Hay amores inefables, excelsos, y tan incomprendidos por ser espirituales que se niegan a desaparecer, algunos; otros perduran en la inmortalidad del tiempo. Quizá con el transcurso de los años el dolor, cuyas alas abrazan las heridas, sea más soportable, mas no se van del todo porque echan raíces en el alma difíciles de arrancar. Desde luego, me refiero únicamente al increíble sentimiento que despertaste en mí la noche en que ambos vagábamos como dos ciegos nocturnales en busca de la luz… Dos trozos de cielo sin estrellas. Dos, sólo dos que unieron sus mutuas soledades. Y fuimos uno para abatir tempestades y librar batallas sin más armas que nuestro amor… Amor a intervalos, amor que tocaba los dinteles del ensueño, partió tu fantasmal silueta a la distancia y se esfumó para siempre tu alborada.
Mirando al cielo he intentado hallar una señal que derribe el muro de mis interrogantes y al no encontrarla, exhausta ya de la tortuosa bruma del pasado, he venido hasta aquí para esconder tu imagen y tu voz en el silencio de esta tumba en la que dormirá tu recuerdo inmerso en el sueño del olvido. Ya lo ves, ha llegado el inevitable momento del adiós, el mío, y he traído para ti la última flor de aquel nuestro verano y una carta en sobre abierto que no sabrás leer porque encierra en versos lo que no te dije, lo que no escuchaste, lo que no captaste en el misterioso lenguaje de mis ojos.

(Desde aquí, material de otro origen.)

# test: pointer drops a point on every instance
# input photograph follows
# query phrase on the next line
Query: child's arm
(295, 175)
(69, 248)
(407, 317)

El aire de esta tarde mece en vaga melancolía las ramas de los árboles; puedo sentir el gélido océano de tu ausencia una vez más, la última, mientras la mansa luz se va extinguiendo poco a poco en el horizonte. Sé que debo partir antes de que la noche de la indecisión me atrape en sus dominios y borrar las huellas del sendero que me llevó hasta ti para no encontrarlo si alguna vez me invadiera el absurdo deseo de volver a abrir el sepulcro del recuerdo.